Rand plummets as South Africa’s political risk soars

The rand has weakened further to R19 to the US dollar, reflecting the heightened political risks investors see in South Africa.

South Africans went to the polls on 29 May 2024, where they voted to make the biggest change to South Africa’s politics since 1994.

For the first time in 30 years, the ANC lost its majority, necessitating the ruling party to form a coalition with opposition parties.

While many called for an ANC/DA coalition, the ruling party chose to form a Government of National Unity (GNU), with the parties forming part of this union still unclear.

Various political parties, while able to join the GNU, have shown differing responses. Some initially stated that they would not join, while others are awaiting the details of the agreement. 

While the approach has generally been seen as sensible, market concerns linger on the length of the process, and the commentary coming out from various parties has also had some market impact.

This has added to the elevation of political risk and, therefore, rand weakness.

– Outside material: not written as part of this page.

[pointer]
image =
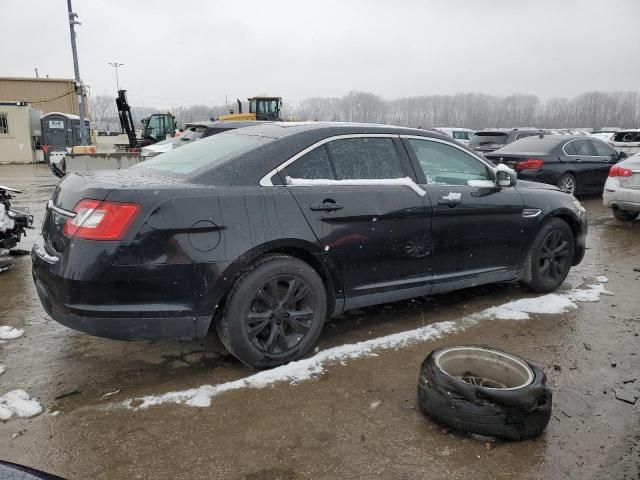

Investec chief economist Annabel Bishop said that just ten days after South Africa’s national election, the rand has run up back to R19.00/USD.

President Ramaphosa has expressed the need “for multiparty cooperation and multi-stakeholder collaboration if we are to overcome the severe challenges that confront our country” in a GNU. 

“The purpose of the government of national unity must be first and foremost to tackle the pressing issues that South Africans want to be addressed,” he said.

Bishop said markets are seeking political stability in the country’s governance and policies, including the need for fiscal consolidation, independence of the Reserve Bank and the judiciary, free markets, and protection of property rights.  

“While the election process itself has been declared free and fair, there has some complaints from smaller parties, with court action beginning, while the risk of severe civil unrest in KZN again is a concern,” Bishop said.

Other factors 

South Africa’s benchmark bond has also seen some weakness in its yield post-election. The markets are concerned that a left-leaning coalition could increase borrowing and deficits, which has also added to rand weakness.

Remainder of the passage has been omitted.